Posts tagged “rental”

It’s the sharing economy all the way down

When things start getting really silly, you know you are in a bubble.

A San Francisco startup called Breeze is renting brand-new Toyota Priuses to people who want to drive for Uber and Lyft. There is huge demand from people who don’t own cars to be part of the ‘ride-sharing’ economy,” said CEO and co-founder Jeff Pang. Breeze now has 25 cars, all fully booked by drivers who answered its Craigslist ads or heard about it from friends. “We don’t buy outright as that’s a capital-intensive, asset-heavy model,” said co-founder Ned Ryan. Instead, Breeze rents the brand-new vehicles from an unnamed partner in the automotive space.

Yes, Breeze rents cars from their source, then rents them out to people who don’t own their own cars who then rent out their unused vehicle capacity to people who also don’t have cars but need rides.

Someone has been watching too much Portlandia.

Mixed Signals

From a recent rental, here’s a dashboard indicator I’d never seen before. As far as I could figure out, while the car is warming up, the engine temperature light shows a green “cool” indicator. At least, it disappeared after a few minutes, so I concluded that was associated with the car warming up. We don’t want the engine to be too cold, and any indicator at all is perhaps a bad (or less good) thing, so it seemed to be a warning. But green is good, so is it good that it’s lit up? Is it good that the engine is cool? Is it bad when it goes out?
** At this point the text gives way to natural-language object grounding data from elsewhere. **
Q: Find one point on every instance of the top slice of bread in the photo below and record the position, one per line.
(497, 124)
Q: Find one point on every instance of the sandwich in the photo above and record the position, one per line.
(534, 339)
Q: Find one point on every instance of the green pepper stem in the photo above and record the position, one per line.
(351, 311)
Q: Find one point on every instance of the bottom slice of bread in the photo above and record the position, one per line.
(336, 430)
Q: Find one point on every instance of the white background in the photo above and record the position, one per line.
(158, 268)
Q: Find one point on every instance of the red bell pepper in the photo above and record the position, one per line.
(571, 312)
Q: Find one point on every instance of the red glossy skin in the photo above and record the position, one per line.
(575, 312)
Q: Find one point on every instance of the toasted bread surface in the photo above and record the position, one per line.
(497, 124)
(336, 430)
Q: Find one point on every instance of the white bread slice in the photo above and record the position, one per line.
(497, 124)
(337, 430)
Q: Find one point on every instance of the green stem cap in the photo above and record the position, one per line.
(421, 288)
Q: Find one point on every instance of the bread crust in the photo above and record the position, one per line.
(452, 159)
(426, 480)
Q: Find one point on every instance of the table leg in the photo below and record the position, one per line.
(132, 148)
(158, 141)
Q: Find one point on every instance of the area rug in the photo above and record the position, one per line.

See more of my Vancouver pictures here.

Lame Budget practice

I rented a car from Budget earlier this week. I probably won’t do so again. They have a new practice, presented as a time-saving feature. If you drive less than 75 miles, they add $9.00 to your bill as a flat rate for gas consumption.
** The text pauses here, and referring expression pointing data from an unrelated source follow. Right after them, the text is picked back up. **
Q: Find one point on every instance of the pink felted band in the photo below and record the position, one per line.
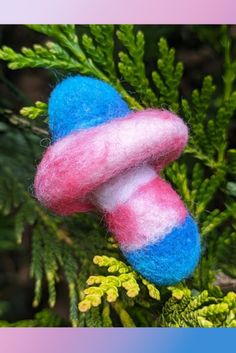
(79, 163)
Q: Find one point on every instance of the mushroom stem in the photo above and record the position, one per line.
(140, 207)
(151, 224)
(119, 189)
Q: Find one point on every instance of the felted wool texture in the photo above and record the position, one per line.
(149, 214)
(107, 158)
(76, 165)
(82, 102)
(170, 260)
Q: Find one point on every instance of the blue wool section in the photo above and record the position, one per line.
(171, 259)
(81, 103)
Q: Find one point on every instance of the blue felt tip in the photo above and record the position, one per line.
(81, 102)
(170, 260)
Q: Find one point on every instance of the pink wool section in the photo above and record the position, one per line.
(150, 213)
(79, 163)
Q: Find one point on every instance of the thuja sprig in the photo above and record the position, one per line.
(110, 285)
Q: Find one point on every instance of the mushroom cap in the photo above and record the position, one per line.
(74, 166)
(82, 102)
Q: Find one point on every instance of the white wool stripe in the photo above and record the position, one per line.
(120, 188)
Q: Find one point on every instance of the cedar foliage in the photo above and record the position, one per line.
(103, 290)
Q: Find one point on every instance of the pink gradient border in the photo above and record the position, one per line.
(122, 11)
(117, 340)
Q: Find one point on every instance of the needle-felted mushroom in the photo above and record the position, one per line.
(108, 158)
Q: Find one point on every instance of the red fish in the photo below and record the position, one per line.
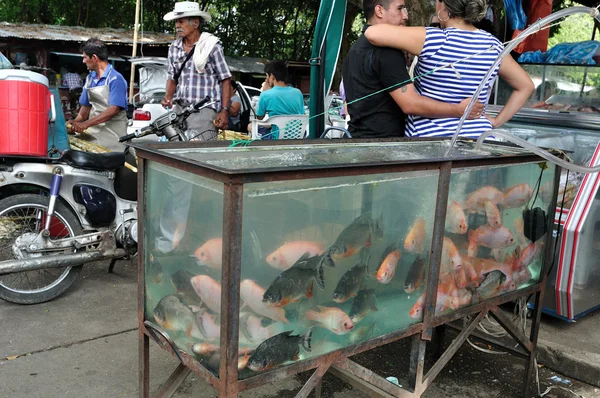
(414, 241)
(517, 196)
(450, 256)
(331, 318)
(210, 253)
(493, 214)
(456, 221)
(493, 238)
(387, 269)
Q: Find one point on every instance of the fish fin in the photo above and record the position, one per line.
(319, 277)
(307, 339)
(309, 291)
(244, 326)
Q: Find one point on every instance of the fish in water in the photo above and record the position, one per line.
(278, 350)
(204, 348)
(415, 239)
(493, 214)
(450, 256)
(208, 324)
(182, 282)
(297, 282)
(491, 285)
(252, 329)
(517, 196)
(288, 254)
(416, 275)
(252, 294)
(359, 234)
(331, 318)
(209, 291)
(520, 231)
(387, 269)
(351, 282)
(476, 200)
(487, 236)
(364, 302)
(172, 314)
(210, 253)
(456, 221)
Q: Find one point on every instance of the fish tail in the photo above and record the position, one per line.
(307, 339)
(244, 326)
(327, 260)
(319, 276)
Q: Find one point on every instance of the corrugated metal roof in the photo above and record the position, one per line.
(80, 34)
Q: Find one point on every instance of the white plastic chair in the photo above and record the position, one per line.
(290, 126)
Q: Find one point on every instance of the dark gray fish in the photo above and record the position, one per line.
(279, 349)
(491, 284)
(297, 282)
(359, 234)
(351, 282)
(416, 275)
(172, 314)
(181, 281)
(364, 302)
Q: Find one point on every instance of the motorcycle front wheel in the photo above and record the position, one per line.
(22, 217)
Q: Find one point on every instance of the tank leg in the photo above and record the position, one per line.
(111, 266)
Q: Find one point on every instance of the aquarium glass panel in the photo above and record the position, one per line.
(336, 261)
(182, 239)
(495, 232)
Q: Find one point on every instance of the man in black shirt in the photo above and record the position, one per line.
(375, 73)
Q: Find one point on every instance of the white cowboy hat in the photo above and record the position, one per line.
(187, 9)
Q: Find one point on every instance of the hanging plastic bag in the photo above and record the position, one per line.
(515, 14)
(4, 62)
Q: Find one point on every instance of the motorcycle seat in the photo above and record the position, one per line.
(94, 161)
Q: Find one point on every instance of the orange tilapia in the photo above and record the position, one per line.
(331, 318)
(487, 236)
(493, 214)
(359, 234)
(475, 201)
(387, 269)
(456, 221)
(415, 239)
(210, 253)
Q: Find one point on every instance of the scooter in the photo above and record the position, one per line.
(57, 214)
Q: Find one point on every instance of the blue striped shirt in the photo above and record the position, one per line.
(443, 47)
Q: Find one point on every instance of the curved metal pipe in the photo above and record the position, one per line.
(536, 27)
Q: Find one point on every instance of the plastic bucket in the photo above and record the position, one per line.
(24, 104)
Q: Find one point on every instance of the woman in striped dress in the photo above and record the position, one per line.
(467, 54)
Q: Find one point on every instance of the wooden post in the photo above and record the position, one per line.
(134, 52)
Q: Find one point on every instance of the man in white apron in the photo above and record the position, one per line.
(104, 97)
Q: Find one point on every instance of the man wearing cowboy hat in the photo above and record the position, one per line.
(191, 79)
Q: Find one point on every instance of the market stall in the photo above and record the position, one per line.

If you filled up yourself, present the bill and they’ll deduct the amount.

I didn’t pay that close attention upon renting when they asked me in their script-like manner if I planned to drive more than 75 miles. I mean, who the hell knows? I didn’t realize until checking the paperwork later that it wasn’t an optional program. I guess I could have used the odometer in the car to track my mileage to see what was going to happen, and then do some estimating math to see if the price of gas available locally at the car’s typical MPG would be more or less than $9.00. But I didn’t. I filled up the car myself, and remembered to have the receipt handy.

When I pull in to the return and am unloading the car, the usual parking-lot-Borg comes over with all their electronic gear, and when I ask about the charge, they tell me I have to go inside. So they ring me up, effectively charge me the amount including the $9 and then I have to take my bags back inside and wait for the one employee working inside to look over my receipts (one for gas, one for their service) and issue me a new version of the latter.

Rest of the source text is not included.